An ability to take up fluorescent marker dyes such as thiazole orange (a marker of “reticulated platelets”, RP) or the proprietary dyes used in Sysmex hematology analyzers (marking the “immature platelet fraction”, IPF) is thought to be characteristic of those platelets which have recently been released into the bloodstream. The age threshold (T) at which “young’ platelets stop taking up these marker dyes is not known. Because the numerical analysis model generates a platelet age distribution for any given set of parameter values, it can be used both to estimate T and to predict the effect of altered production and consumption rates on the fraction of platelets of age less than T (i.e. the IPF).

Specifically, the normal range for the IPF is approximately 4.5 % (each clinical laboratory typically establishes its own range; this is the value in use at the Memphis VA Medical Center). Per the age distribution predicted by the model for our normalized controls (Fig. 8a), the youngest 4.5 % of platelets corresponds to those aged less than 4 h (i.e. T = 4 h). Application of that cutoff to the age distributions generated during modeling of the effects of altered production and/or consumption (Fig. 7), generates the predicted IPF and absolute IPF (aIPF) for thrombocytopenias induced by those mechanisms, as shown in Fig. 8b.

Fig. 8
figure 8

Age distribution histograms and IPF modeling. a Histograms were generated from the optimal kinetic parameter values shown in Table 1, using bin sizes of 10 h. b Projected IPF and absolute IPF (aIPF) were generated from the parameter values for the normalized platelet count group (Table 1), as described in the text

We note that this analysis depends on the assumption that all nascent platelets below a given age (T) take up the fluorescent markers used in the RP and IPF assays. Our measurements of mass turnover for mature and reticulated murine platelets suggest that this may not be the case [19].

Conclusions

Here we have shown the feasibility of quantifying platelet consumption and production rate parameters via numerical analysis of clinical autologous 111In-labeled platelet consumption data. Although in some cases more than one set of rate parameters yields a consumption curve that closely fits the in vivo platelet consumption data, we were able to identify a single “global” optimum parameter set for 79 % of the evaluable data sets. We have shown that the technical challenges associated with quantifying the variable amount of long-lived labeled cells in these studies are tractable. It would however be preferable to avoid the need for such calculations via the use of fluorescently labeled, rather than radiolabeled, platelets in this type of study.

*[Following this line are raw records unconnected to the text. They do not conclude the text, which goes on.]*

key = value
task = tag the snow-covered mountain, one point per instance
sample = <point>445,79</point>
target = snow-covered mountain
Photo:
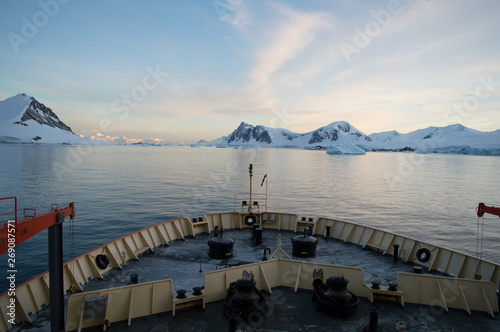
<point>336,132</point>
<point>341,137</point>
<point>23,119</point>
<point>450,138</point>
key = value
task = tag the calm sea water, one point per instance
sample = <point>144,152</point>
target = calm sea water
<point>120,189</point>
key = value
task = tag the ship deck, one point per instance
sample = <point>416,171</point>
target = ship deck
<point>292,309</point>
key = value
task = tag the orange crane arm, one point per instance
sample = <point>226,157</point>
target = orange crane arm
<point>482,209</point>
<point>19,231</point>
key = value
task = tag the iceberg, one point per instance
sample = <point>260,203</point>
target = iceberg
<point>345,148</point>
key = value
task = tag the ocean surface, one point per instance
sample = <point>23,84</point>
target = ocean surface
<point>120,189</point>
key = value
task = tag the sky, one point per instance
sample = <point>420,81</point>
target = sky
<point>190,70</point>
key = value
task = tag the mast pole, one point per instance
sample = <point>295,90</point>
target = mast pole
<point>250,173</point>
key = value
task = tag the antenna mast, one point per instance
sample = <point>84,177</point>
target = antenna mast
<point>250,173</point>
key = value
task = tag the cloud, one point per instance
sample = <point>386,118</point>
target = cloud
<point>285,42</point>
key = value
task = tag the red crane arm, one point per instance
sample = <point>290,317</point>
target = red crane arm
<point>23,229</point>
<point>482,209</point>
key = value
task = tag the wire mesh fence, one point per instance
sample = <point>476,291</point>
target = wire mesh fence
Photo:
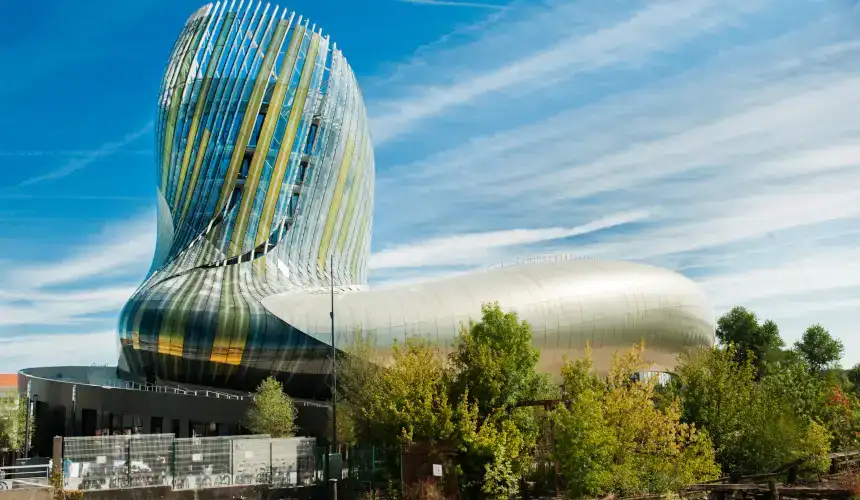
<point>110,462</point>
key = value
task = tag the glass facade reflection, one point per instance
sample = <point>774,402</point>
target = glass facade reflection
<point>265,189</point>
<point>265,184</point>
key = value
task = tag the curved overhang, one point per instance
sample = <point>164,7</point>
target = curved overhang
<point>569,304</point>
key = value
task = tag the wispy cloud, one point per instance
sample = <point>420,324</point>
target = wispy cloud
<point>736,132</point>
<point>86,289</point>
<point>53,349</point>
<point>622,41</point>
<point>87,158</point>
<point>123,248</point>
<point>476,248</point>
<point>453,3</point>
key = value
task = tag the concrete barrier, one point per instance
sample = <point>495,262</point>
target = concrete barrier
<point>28,494</point>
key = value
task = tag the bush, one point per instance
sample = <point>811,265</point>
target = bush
<point>272,412</point>
<point>614,439</point>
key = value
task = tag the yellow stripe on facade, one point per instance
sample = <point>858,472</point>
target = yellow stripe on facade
<point>270,122</point>
<point>195,173</point>
<point>287,142</point>
<point>173,113</point>
<point>253,108</point>
<point>337,195</point>
<point>359,248</point>
<point>345,225</point>
<point>198,109</point>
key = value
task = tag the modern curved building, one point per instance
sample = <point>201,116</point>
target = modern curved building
<point>265,188</point>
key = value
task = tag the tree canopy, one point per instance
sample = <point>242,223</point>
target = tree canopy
<point>13,420</point>
<point>272,411</point>
<point>741,328</point>
<point>819,348</point>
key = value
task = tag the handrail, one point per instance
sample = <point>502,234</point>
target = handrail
<point>552,257</point>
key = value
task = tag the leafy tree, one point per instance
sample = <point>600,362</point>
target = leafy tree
<point>819,348</point>
<point>853,377</point>
<point>755,427</point>
<point>272,411</point>
<point>494,367</point>
<point>613,439</point>
<point>13,421</point>
<point>794,383</point>
<point>409,399</point>
<point>358,369</point>
<point>741,328</point>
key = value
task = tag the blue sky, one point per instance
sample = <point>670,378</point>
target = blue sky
<point>718,138</point>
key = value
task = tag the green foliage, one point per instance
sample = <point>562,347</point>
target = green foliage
<point>494,367</point>
<point>755,426</point>
<point>408,401</point>
<point>272,411</point>
<point>612,438</point>
<point>740,327</point>
<point>358,369</point>
<point>819,348</point>
<point>795,384</point>
<point>495,361</point>
<point>853,376</point>
<point>13,421</point>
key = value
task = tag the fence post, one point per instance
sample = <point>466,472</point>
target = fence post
<point>173,462</point>
<point>128,463</point>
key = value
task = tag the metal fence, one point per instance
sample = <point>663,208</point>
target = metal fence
<point>109,462</point>
<point>24,476</point>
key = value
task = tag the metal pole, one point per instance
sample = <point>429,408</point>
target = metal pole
<point>74,409</point>
<point>334,381</point>
<point>27,424</point>
<point>333,366</point>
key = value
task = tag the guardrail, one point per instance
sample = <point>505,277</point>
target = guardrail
<point>137,386</point>
<point>24,476</point>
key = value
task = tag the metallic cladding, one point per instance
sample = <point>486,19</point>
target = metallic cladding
<point>265,190</point>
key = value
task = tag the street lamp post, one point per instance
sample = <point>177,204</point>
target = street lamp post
<point>27,423</point>
<point>334,453</point>
<point>333,366</point>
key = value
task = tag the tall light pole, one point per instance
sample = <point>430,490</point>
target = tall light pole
<point>27,423</point>
<point>333,455</point>
<point>333,365</point>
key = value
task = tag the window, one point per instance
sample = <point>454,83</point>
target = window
<point>155,425</point>
<point>258,129</point>
<point>312,135</point>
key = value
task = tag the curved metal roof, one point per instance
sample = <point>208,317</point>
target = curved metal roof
<point>610,304</point>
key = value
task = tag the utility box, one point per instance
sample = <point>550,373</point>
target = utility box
<point>335,467</point>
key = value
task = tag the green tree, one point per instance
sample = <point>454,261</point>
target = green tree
<point>494,367</point>
<point>272,411</point>
<point>741,328</point>
<point>755,426</point>
<point>853,376</point>
<point>408,401</point>
<point>613,439</point>
<point>358,369</point>
<point>13,421</point>
<point>819,348</point>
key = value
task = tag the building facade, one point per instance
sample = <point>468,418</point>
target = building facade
<point>265,186</point>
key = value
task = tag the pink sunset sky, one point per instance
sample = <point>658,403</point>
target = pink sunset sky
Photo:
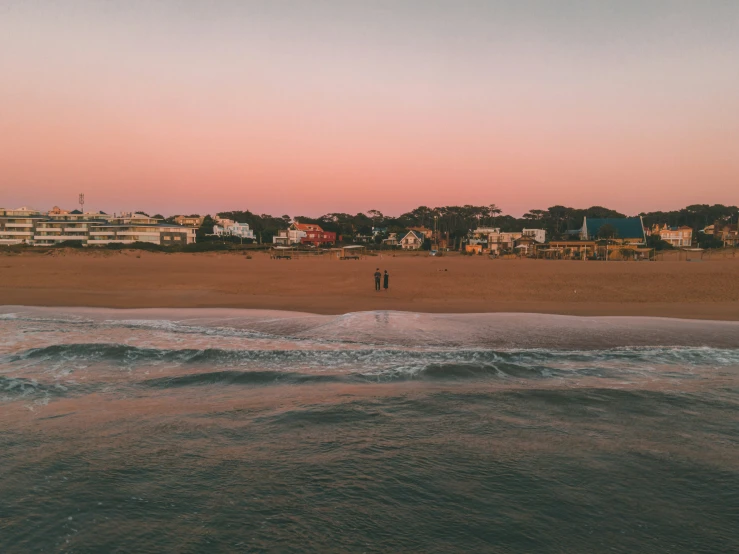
<point>309,107</point>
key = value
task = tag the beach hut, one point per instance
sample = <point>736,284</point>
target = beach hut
<point>351,252</point>
<point>282,252</point>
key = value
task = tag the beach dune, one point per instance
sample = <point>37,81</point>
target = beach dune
<point>449,284</point>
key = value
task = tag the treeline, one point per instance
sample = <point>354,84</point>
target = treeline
<point>455,222</point>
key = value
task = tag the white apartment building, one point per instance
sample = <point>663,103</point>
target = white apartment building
<point>232,228</point>
<point>130,228</point>
<point>28,226</point>
<point>57,228</point>
<point>17,226</point>
<point>676,236</point>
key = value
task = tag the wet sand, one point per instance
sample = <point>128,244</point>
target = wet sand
<point>450,284</point>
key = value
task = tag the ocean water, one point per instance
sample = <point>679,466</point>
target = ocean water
<point>254,431</point>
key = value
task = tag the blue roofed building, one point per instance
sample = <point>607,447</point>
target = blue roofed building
<point>627,230</point>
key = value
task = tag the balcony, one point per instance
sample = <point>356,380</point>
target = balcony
<point>94,242</point>
<point>151,234</point>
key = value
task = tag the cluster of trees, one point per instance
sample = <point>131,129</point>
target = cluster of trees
<point>455,222</point>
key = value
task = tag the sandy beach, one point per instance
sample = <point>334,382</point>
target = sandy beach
<point>450,284</point>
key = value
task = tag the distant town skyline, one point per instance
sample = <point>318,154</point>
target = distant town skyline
<point>306,108</point>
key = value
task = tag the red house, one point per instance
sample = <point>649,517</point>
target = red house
<point>311,233</point>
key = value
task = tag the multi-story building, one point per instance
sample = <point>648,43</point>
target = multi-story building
<point>130,228</point>
<point>500,241</point>
<point>413,240</point>
<point>676,236</point>
<point>17,226</point>
<point>626,230</point>
<point>304,233</point>
<point>539,235</point>
<point>57,228</point>
<point>232,228</point>
<point>190,220</point>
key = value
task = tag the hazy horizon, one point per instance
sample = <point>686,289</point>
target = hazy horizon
<point>309,108</point>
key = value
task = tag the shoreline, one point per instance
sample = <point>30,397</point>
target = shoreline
<point>699,312</point>
<point>419,284</point>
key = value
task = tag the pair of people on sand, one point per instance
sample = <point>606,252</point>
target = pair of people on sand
<point>379,276</point>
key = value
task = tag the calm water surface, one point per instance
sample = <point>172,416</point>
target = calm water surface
<point>249,431</point>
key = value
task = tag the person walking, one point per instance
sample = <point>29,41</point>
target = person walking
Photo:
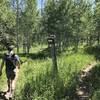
<point>12,63</point>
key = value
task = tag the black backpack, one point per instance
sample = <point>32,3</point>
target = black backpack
<point>10,61</point>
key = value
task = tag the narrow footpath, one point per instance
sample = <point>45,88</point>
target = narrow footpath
<point>83,89</point>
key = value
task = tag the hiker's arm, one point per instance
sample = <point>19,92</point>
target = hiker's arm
<point>1,67</point>
<point>18,62</point>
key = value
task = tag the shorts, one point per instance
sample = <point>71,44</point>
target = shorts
<point>10,74</point>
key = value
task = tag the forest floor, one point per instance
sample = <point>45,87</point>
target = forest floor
<point>83,89</point>
<point>35,80</point>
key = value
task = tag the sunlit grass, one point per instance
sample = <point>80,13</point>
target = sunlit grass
<point>36,82</point>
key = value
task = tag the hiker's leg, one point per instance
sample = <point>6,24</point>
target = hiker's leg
<point>8,82</point>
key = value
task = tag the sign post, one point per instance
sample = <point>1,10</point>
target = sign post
<point>51,44</point>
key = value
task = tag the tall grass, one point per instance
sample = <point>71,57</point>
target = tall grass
<point>37,83</point>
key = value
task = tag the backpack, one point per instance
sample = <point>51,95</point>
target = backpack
<point>10,61</point>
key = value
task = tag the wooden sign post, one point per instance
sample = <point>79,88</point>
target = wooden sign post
<point>51,44</point>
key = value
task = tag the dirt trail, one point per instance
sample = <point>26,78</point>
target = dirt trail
<point>83,89</point>
<point>3,94</point>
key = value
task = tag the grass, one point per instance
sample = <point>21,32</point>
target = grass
<point>37,83</point>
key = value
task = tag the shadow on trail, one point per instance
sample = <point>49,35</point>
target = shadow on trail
<point>2,95</point>
<point>94,50</point>
<point>94,79</point>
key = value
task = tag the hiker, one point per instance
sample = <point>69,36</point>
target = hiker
<point>12,63</point>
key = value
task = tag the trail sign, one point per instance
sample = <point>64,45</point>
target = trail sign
<point>51,44</point>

Only a small fraction of the prednisone-refractory ITP patients in this study (4 of 39 evaluable patients) showed evidence of a compensatory increase in platelet production rate. Platelet production rates below those of the presumed normals were frequent, and for several patients a thrombocytopenia due solely to impaired platelet production could not be ruled out. More data from normal controls would be needed to confirm these conclusions, as would studies aimed at quantifying the normal (absolute) rate of random hemostatic platelet consumption. Also, it remains possible that a strong homeostatic increase in platelet production rate is characteristic of those ITP patients who demonstrate a durable response to prednisone. If they can be correlated with other types of study (such as evaluation of the immunologic effects on megakaryocyte function that others have reported [20]) [21]), our findings would be consistent with the normal serum thrombopoietin (TPO) levels seen in most ITP patients [2225]. That observation remains difficult to explain.

Finally, our modeling of the impact of changes in platelet production and consumption rates on the platelet age distribution suggest that there is no simple correlation between the aIPF and the etiology of a given thrombocytopenia. Despite the fact that the platelet count is used to calculate the aIPF, the aIPF can only be interpreted in the context of the platelet count (Fig. 8b). But if the predicted curves in Fig. 8b can be verified by comparison of IPF values to measured clinical platelet production and consumption rates in bone marrow failure patients, the IPF and platelet count could subsequently be used to infer the kinetic bases for most thrombocytopenias.